From mislabelling to plastic contamination, eating fish isn't as safe or healthy as most diners would like to believe.
Laura McDonnell is a young fish biologist from Montreal, Canada. Last year she wrote an article for The Walrus, explaining why she no longer eats any fish. It is particularly interesting to read her reasons, coming from the perspective of a scientist who knows fish intimately.
Her primary concern is mislabelling, a rampant problem worldwide. One example:
"Oceana, a United States–based environmental advocacy group, recently compiled the findings of 200 studies and determined that out of 25,700 seafood samples from fifty-five countries, one-fifth were mislabelled."
Mislabelling is problematic not just because it's unethical, but also because it is dangerous. Some fish carry toxins and require special handling in the kitchen. Some diners may have allergies and yet not know exactly what they're eating.

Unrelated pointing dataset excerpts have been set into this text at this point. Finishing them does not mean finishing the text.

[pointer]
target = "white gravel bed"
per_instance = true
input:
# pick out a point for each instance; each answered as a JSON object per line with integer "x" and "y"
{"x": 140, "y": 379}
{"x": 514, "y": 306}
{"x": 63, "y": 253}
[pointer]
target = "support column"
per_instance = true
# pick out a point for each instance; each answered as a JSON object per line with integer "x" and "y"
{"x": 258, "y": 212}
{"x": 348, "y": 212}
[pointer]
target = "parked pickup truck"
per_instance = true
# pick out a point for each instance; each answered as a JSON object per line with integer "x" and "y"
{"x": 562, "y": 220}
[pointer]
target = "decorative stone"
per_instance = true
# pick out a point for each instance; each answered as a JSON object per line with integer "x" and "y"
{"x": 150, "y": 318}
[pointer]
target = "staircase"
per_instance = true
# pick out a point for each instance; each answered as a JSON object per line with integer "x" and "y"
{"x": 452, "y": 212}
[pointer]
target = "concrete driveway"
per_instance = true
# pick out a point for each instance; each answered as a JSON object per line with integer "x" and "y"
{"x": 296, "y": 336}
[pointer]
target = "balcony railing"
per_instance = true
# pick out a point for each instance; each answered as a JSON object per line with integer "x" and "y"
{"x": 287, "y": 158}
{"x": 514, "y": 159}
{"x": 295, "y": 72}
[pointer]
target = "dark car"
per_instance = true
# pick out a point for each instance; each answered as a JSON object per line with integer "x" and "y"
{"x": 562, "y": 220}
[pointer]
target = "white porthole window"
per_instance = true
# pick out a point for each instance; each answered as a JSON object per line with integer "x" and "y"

McDonnell's second concern is plastic. We've written about this countless times on TreeHugger, but it's a message that bears repeating. There is so much plastic in the world's oceans now -- an estimated 244 million kilograms -- that fish can't help but eat it. In fact, research has shown that fish actually prefer plastic to real food.
"For most aquatic animals, finding food while avoiding predators is a struggle, so being picky or discerning is not evolutionarily beneficial; most species grab their desired snack quickly and head right back to their hiding place. As a result, aquatic animals often ingest floating bits of plastic, either by confusing colourful microplastics for something else, or by ingesting plastic-contaminated prey."
While we don't yet know what effect ingested plastic will have on our human bodies, it's not an experiment anyone really wants to try -- although, sadly, we're well on the path to discovering what it will look like.
For those of us living in Canada, the United States, and Europe, we are fortunate to have access to alternative forms of protein, whether it's meat, tofu, dairy, or beans. But there are many people in the world who do not have the luxury of choice. In her work, McDonnell has visited African villages where fish is the primary source of protein and other options are limited. For these people, the repercussions of pollution, contamination, and dwindling stocks are far more severe.
McDonnell is not alone in choosing to eliminate seafood from her diet. Famed marine biologist Sylvia Earle will not eat any fish, based on the sharp decline in fish populations she's observed over a lifetime of work. Similarly, Lori Marino, president of the Whale Sanctuary Project, chooses not to eat fish because, "just like land animals, they are 'sentient beings and we do not need to eat them to live healthy lives'." (via NewsDeeply)
McDonnell calls on all fish-eaters to start asking questions about what's on their plates, at the very least -- to put pressure on a murky industry to become more transparent. She writes:
"Recently, I watched a diner closely question a waiter about the cream content of the tartar sauce that came with her fish and chips, but not about the actual identity of the menu-listed 'whitefish' — a term used to describe any number of fish species. Watching their exchange, I wondered whether restaurant menus need new symbols along the lines of the ones that identify gluten-free, dairy-free, and vegan items — symbols that declare fish to be 'species verified' or 'plastic free.' If consumers were more aware of what was in their fish — and what type of fish they were eating in the first place — they might be able to hold key players in the fish industry accountable."
She offers simple, practical tips, such as learning what to look for in a scallop to know it's authentic (as opposed to punched out of another animal's flesh), buying fish with heads on to identify species accurately, and learning what a particular kind of fish looks like when cooked, to help with identification.